0

Alright so I've looked around and haven't quite found something like this online

I have to write a script to generate minimum of 5 million unique rows of test data for a table, and these are the columns it needs: • First Name • Last Name • City • State

(can't be gibberish data)

suggestions on how to do this at all? If possible, I would appreciate some code examples to help me get going. The lecture notes and slides are completely useless and I have no idea how it's supposed to be done.

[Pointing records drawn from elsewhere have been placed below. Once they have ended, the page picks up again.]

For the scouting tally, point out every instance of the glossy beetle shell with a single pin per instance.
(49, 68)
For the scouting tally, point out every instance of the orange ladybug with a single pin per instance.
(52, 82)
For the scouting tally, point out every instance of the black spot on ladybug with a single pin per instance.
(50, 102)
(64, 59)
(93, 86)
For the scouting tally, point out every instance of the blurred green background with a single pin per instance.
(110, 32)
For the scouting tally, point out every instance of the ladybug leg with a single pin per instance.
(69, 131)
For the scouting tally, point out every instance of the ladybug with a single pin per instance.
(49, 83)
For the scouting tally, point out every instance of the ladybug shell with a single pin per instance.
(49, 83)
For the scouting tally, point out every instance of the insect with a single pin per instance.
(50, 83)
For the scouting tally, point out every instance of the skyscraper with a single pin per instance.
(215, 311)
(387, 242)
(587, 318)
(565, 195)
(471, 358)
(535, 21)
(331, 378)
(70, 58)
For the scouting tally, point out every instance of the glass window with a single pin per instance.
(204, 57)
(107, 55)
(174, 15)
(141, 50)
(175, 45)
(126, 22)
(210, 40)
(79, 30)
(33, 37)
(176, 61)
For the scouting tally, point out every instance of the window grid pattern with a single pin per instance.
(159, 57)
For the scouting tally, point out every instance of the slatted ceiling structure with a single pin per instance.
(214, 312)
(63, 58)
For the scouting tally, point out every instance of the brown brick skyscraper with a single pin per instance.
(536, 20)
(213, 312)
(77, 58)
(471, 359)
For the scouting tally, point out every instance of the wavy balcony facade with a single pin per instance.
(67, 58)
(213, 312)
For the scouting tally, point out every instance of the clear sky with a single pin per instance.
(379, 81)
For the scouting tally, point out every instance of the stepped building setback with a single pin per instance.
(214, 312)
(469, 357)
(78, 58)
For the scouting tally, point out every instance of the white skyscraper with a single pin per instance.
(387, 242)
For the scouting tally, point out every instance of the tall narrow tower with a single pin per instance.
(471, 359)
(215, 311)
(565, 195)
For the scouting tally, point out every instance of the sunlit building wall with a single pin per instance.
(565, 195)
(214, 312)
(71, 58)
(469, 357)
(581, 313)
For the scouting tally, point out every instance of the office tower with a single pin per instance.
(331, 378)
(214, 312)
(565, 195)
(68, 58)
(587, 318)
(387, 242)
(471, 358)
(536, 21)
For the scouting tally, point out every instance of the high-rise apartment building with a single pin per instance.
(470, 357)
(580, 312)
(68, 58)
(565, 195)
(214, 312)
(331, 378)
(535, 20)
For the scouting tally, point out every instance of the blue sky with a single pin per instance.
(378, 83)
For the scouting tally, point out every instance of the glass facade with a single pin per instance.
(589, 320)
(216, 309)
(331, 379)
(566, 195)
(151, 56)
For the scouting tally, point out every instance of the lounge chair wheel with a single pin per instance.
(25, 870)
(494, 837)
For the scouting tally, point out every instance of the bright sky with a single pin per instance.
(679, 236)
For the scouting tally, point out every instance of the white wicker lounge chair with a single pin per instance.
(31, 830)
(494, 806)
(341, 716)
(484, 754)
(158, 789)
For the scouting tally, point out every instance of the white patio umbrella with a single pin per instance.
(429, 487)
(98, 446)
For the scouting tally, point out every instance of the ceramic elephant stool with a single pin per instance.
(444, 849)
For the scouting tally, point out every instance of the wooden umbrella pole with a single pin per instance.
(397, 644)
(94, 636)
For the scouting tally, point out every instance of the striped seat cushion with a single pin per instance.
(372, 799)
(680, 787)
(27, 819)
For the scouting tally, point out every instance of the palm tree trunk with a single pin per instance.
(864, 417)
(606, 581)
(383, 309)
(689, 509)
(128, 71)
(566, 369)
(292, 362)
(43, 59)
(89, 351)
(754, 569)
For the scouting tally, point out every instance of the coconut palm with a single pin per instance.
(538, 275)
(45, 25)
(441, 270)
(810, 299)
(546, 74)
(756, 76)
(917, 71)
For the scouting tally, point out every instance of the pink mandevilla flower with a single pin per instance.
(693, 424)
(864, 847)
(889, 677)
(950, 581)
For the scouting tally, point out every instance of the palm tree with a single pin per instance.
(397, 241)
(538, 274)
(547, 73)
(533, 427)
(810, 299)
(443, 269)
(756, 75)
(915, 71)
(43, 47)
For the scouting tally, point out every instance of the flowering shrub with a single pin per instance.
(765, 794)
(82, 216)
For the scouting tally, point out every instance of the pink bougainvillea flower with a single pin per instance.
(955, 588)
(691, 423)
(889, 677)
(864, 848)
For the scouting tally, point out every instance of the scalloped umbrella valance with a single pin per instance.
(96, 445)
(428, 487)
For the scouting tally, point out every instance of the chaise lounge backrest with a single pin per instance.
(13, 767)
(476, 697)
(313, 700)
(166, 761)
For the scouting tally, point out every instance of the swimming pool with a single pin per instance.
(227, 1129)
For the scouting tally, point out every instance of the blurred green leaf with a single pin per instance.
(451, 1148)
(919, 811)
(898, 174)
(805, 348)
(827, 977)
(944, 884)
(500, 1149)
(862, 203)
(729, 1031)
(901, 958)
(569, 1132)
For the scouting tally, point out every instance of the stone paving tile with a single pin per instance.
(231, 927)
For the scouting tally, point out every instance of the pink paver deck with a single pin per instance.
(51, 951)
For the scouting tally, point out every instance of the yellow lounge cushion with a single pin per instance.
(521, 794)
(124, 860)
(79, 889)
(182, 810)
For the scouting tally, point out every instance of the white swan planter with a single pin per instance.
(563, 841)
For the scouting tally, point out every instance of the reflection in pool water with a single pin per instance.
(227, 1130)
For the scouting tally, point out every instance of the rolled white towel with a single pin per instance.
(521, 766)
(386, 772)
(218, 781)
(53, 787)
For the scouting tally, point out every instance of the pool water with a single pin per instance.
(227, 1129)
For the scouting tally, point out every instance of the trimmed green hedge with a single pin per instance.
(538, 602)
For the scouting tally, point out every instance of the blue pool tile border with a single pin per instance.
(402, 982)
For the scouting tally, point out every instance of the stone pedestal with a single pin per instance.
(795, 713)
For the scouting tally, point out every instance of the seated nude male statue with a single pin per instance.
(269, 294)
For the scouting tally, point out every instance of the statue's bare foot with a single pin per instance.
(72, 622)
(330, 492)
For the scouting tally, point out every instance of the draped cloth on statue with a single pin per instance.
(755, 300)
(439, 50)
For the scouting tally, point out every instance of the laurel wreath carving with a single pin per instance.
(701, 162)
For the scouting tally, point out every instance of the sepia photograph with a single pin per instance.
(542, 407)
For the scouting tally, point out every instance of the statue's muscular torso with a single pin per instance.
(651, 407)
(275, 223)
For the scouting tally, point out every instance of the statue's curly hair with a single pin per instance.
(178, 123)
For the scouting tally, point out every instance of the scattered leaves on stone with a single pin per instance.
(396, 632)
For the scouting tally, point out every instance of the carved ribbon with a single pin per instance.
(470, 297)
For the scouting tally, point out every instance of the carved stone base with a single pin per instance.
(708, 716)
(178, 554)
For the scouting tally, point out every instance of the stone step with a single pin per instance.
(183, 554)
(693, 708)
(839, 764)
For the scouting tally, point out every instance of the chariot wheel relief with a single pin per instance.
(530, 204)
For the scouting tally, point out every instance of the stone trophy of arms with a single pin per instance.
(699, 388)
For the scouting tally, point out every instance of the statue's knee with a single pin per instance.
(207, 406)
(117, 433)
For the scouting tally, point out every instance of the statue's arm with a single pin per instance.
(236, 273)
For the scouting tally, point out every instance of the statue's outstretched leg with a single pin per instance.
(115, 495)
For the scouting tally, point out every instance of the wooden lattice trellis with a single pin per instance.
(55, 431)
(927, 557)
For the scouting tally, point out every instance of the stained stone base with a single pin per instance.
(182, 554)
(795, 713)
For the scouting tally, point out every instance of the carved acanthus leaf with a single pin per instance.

I found this, and the top answer looks like the closest thing to what I'm doing, just not sure how to change/adjust the columns and attributes in the create table statement to match mine: How to generate 1000000 rows with random data?

Jaluvshuskies
  • 35
  • 1
  • 7
  • That answer at that link is just generating random numbers, which isn't *terrible*, but probably not exactly what are you looking for. Instead [creating temp tables](https://stackoverflow.com/questions/2671518/how-to-create-a-temporary-table-in-oracle) like @PatrickSJ suggests below and then Cross join them to create your [INSERT... SELECT...](https://docs.oracle.com/cd/E17952_01/mysql-5.6-en/insert-select.html) statement. Just make sure you sneak some funny first names into the list. – JNevill Dec 08 '17 at 22:14

1 Answers1

2

Make 4 tables, 1 for each column and do a cross join that you select into your random data table. In each table put your values, e.g., the first_name table has 100 names, last_name has 100 names, city as 100 names, and state as 50. 100 * 100 * 100 * 50 = 50 million combinations.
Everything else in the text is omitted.